Teenage Girls Twice as Likely to Use Cell Phones Behind the Wheel
A new in-car video study by the AAA Foundation for Traffic Safety finds that teenage girls are twice as likely to use electronic devices behind the wheel as teenage boys. However, that doesn’t mean that teenage boys aren’t taking risks while driving. AAA says in a press release that “the leading cause of distraction for all teens was the use of electronic devices, which was seen in seven percent of the video clips analyzed.”
AAA Foundation President and CEO Peter Kissinger says, “Cell phones, texting, personal grooming, and reaching for things in the car were among the most common distracting activities found when cameras were put in new teen drivers’ cars. This new study provides the best view we’ve had about how and when teens engage in distracted driving behaviors believed to contribute to making car crashes the leading cause of death for teenagers.”

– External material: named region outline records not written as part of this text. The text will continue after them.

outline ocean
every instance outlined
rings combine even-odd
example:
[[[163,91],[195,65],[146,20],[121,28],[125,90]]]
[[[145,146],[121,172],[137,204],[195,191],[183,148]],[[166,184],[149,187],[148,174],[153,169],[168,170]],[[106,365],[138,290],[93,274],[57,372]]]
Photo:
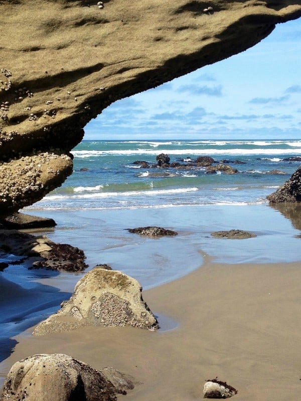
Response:
[[[300,211],[271,207],[266,198],[299,166],[300,162],[285,159],[301,155],[301,140],[83,140],[72,153],[73,174],[22,212],[54,219],[56,227],[32,233],[83,249],[88,270],[106,263],[136,278],[145,290],[201,268],[207,257],[234,264],[301,260]],[[151,166],[162,153],[171,162],[199,156],[227,160],[238,172],[134,164],[144,160]],[[269,173],[273,170],[282,173]],[[147,226],[178,235],[148,238],[127,230]],[[257,236],[230,240],[211,235],[233,229]],[[14,336],[30,335],[25,330],[59,309],[84,274],[29,270],[26,264],[0,272],[0,381]]]
[[[267,195],[287,179],[300,162],[283,159],[301,154],[301,140],[89,141],[72,151],[72,175],[60,188],[29,209],[79,210],[172,208],[204,205],[266,203]],[[141,168],[160,153],[171,162],[210,156],[239,160],[233,175],[193,170]],[[277,169],[283,174],[270,174]],[[154,176],[156,175],[156,176]]]

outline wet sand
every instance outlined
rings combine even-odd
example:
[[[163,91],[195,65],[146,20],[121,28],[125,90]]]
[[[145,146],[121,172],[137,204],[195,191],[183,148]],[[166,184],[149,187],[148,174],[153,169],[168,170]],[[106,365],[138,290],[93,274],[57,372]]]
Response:
[[[153,332],[88,327],[33,337],[32,329],[1,364],[39,353],[64,353],[96,368],[112,366],[141,383],[124,399],[188,401],[218,377],[245,401],[299,399],[300,263],[225,264],[204,258],[200,268],[143,292],[156,314],[179,325]],[[163,328],[168,328],[164,327]]]

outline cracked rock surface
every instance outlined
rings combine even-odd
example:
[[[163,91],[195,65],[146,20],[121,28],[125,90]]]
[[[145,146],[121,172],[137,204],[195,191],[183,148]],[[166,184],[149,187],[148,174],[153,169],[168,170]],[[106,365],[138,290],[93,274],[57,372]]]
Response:
[[[62,184],[69,152],[109,104],[243,51],[300,17],[301,5],[1,0],[0,15],[4,218]]]
[[[38,324],[33,334],[69,331],[87,325],[159,328],[137,280],[121,272],[97,267],[79,280],[70,299]]]

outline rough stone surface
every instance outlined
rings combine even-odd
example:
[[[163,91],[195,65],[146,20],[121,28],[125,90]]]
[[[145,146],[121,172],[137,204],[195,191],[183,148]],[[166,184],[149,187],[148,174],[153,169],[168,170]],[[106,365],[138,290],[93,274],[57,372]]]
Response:
[[[221,171],[224,174],[236,174],[238,172],[238,170],[236,168],[229,166],[229,164],[223,163],[214,166],[208,166],[206,168],[206,172],[207,174],[215,174],[217,171]]]
[[[62,308],[38,324],[33,334],[70,331],[86,325],[159,328],[136,280],[121,272],[96,267],[79,280]]]
[[[228,240],[243,240],[257,237],[255,234],[242,230],[230,230],[229,231],[216,231],[211,233],[212,237],[216,238],[226,238]]]
[[[96,370],[64,354],[34,355],[15,363],[5,381],[1,401],[115,401],[133,388],[129,376],[109,368]]]
[[[39,258],[33,263],[33,268],[75,272],[87,267],[84,252],[78,248],[56,244],[46,236],[35,236],[16,230],[0,230],[0,252]]]
[[[109,104],[243,51],[301,16],[299,0],[212,0],[210,13],[208,4],[0,1],[3,217],[62,183],[72,170],[66,155]]]
[[[271,204],[301,202],[301,166],[282,186],[266,197]]]
[[[137,227],[136,229],[127,229],[130,233],[148,237],[163,237],[178,235],[178,233],[171,230],[166,230],[162,227],[149,226],[147,227]]]
[[[4,228],[15,230],[54,227],[56,226],[53,219],[32,216],[18,212],[13,213],[3,220],[0,220],[0,224],[3,225]]]
[[[237,390],[226,382],[214,379],[208,380],[204,385],[204,398],[230,398],[237,393]]]

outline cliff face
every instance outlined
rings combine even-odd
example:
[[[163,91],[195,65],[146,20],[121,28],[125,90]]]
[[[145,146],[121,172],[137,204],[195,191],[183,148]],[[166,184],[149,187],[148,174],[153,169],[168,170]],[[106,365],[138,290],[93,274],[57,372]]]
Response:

The study also finds that teenage girls were 10 percent more likely to eat, drink or reach for an object in the vehicle, while boys were twice as likely to turn around in their seats. Additionally, teenage boys were more likely to talk to people outside the vehicle. AAA recorded a total of 52 drivers, 38 of whom had just received their licenses and 14 of whom were siblings.
AAA Foundation Senior Communications Manager Carol Ronis told ABC News that the study is important because car crashes are the leading cause of death for teenagers in the U.S. Additionally, teens have roughly four times as many car crashes as adults. “We know that teen drivers are avid users of cell phones and other technologies,” says Ronis. “Continue the conversation with your child. Set a good example. They are always watching and modeling our behaviors.”
While Ronis advises drivers to keep their hands on the wheel and their eyes on the road, some cars offer safety tech that helps keep teen drivers safe. Examples include Ford’s MyKey system, which is available on nearly all Ford and Lincoln vehicles. MyKey allows parents to limit the car’s speed and stereo volume. The system can also keep the stereo off until the driver and passengers fasten their seatbelts. Additionally, Ford offers a feature that can block incoming text messages or automatically read them to the driver.
Educating teen drivers and improving guidelines is also critical. Consumer Reports writes, “Further education on the issue of distraction as well as stricter rules from parents and stronger state graduated licensing programs are some ways to help reduce these teen deaths.”